Editorial
Doutores e engenheiros
Existe o preconceito de que os alemães são rígidos e distantes, mas neste aspecto são muito mais descontraídos do que os portugueses
O ‘senhor doutor’ é, tal como o pastel de nata e a sardinha assada, algo tipicamente português.
Está-nos entranhado no sangue.
Somos um país de ‘doutores e engenheiros’, embora não tenhamos mais licenciados do que a maioria dos outros países europeus.
Os últimos dados da Pordata, relativos a 2019, revelam que a percentagem de portugueses entre os 25 e os 64 anos com ensino superior é de 26,1% (era de 10,5% em 1992), quando a UE 27 apresenta uma média de 31,4%.
João de Pina Cabral, antropólogo especializado em identidade social e pessoal, define os títulos académicos como “símbolos de um novo estatuto burguês”, a que a maioria dos portugueses aspirará.
Não é de estranhar, por isso, que se use e abuse do ‘senhor doutor’.
Quantas vezes não surge a pergunta, quando precisamos de contactar pela primeira vez alguém que não conhecemos: é doutor ou engenheiro?
Por via das dúvidas, usa-se um ou outro antes do nome da pessoa.
Existe o preconceito de que os alemães são rígidos e distantes, mas neste aspecto são muito mais descontraídos do que os portugueses.
Num contacto mais formal basta usar ‘senhor/a’ antes do nome.
O ‘doutor’ fica reservado para casos muito específicos. Nós, apesar de gostarmos de nos apresentar como um povo afável e que gosta de cultivar relações de proximidade, começamos por nos distanciar por causa da existência, ou não, de um título académico.
Numa sociedade que parece valorizar cada vez mais o ter e o parecer do que o ser, não é por isso de estranhar que não haja jovens a quererem entrar nas chamadas profissões tradicionais.
Nesta edição, José Luís Sismeiro, presidente da Associação Regional dos Industriais de Construção e Obras Públicas de Leiria, diz que é hoje muito difícil captar um jovem para esta área, tal como o será para muitas outras.

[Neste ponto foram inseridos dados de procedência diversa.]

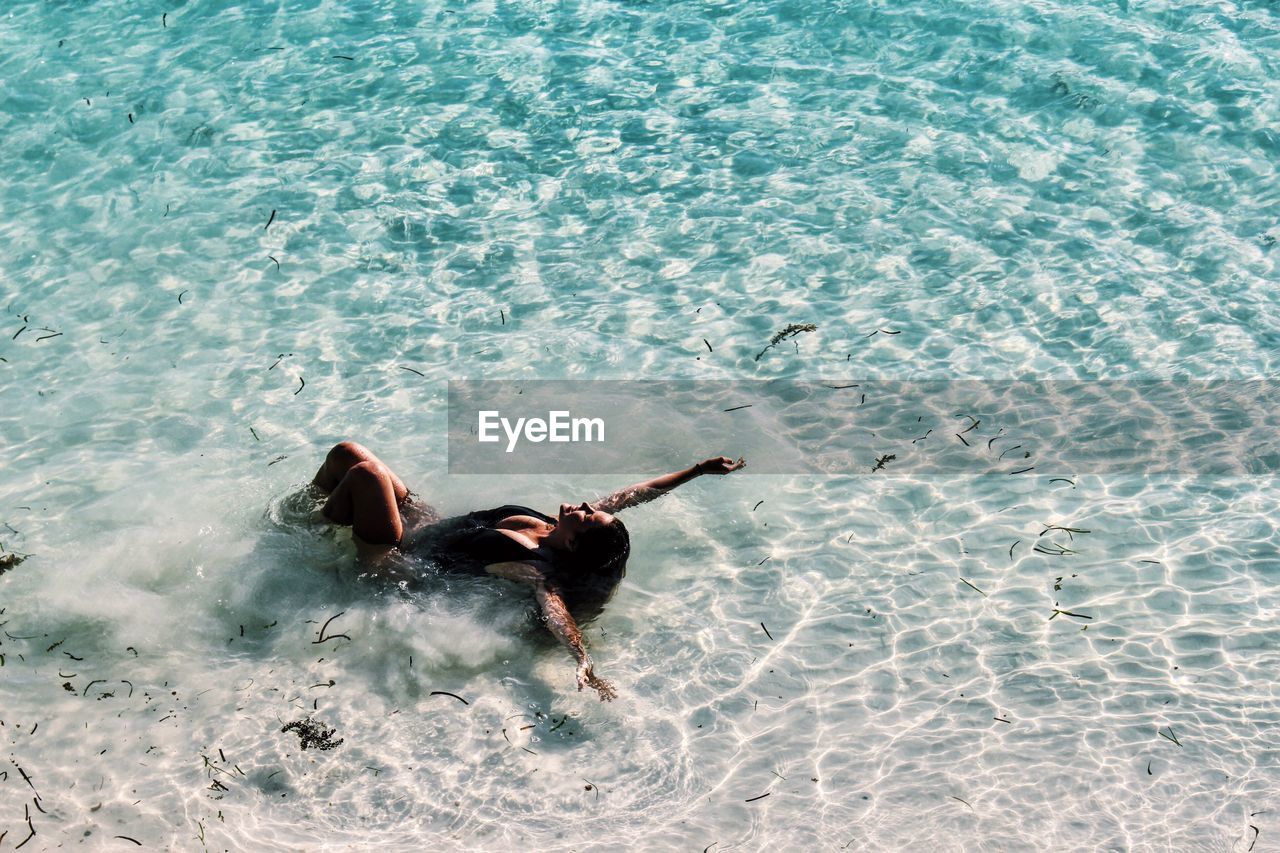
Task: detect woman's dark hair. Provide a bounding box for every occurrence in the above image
[573,517,631,575]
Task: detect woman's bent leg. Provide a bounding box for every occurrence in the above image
[317,460,404,546]
[311,442,408,502]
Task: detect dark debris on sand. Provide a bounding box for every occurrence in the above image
[0,553,26,575]
[280,717,343,749]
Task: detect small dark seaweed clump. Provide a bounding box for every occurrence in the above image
[755,323,818,361]
[280,717,343,749]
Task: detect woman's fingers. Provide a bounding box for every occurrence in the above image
[701,456,746,474]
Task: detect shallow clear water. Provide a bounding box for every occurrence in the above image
[0,0,1280,850]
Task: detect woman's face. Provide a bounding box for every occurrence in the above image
[556,501,613,542]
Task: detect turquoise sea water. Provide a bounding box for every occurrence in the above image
[0,0,1280,850]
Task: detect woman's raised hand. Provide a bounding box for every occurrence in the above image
[577,657,618,702]
[694,456,746,474]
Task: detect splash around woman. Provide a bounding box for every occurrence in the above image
[312,442,746,702]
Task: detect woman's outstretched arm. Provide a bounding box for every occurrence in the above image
[593,456,746,512]
[485,561,617,702]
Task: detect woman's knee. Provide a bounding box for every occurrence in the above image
[328,441,378,467]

“Nenhum pai quererá ter um filho pedreiro em vez de engenheiro”, dizia numa outra ocasião o seu antecessor.
No entanto, se for um bom profissional, um pedreiro, tal como um canalizador, um carpinteiro ou um electricista, ganha actualmente um ordenado “claramente recompensador”, e muitas vezes “acima da média salarial do País e mesmo superior ao de muitos licenciados”.
Mas, como afirma o presidente da Aricop, “a imagem das profissões tradicionais está muito distorcida” e muitos jovens não se imaginam numa destas áreas.
Também é verdade que há tantas profissões que os jovens desconhecem completamente que é difícil saber o que escolher, sobretudo quando se lhes pede que, ao ingressarem no 10.º ano, optem entre áreas tão distintas que mais tarde condicionam o resto do percurso académico.
Ninguém dúvida que a formação é fundamental e que uma licenciatura hoje vale o que valia o 12.º ano há duas décadas.
Tal como também diz José Luís Sismeiro, actualmente “saber assentar um tijolo é muito pouco para quem está na actividade [de construção]”. São precisos recursos humanos com formação, quer nesta área quer noutras ditas tradicionais.
E é precisa também maior valorização social destas profissões.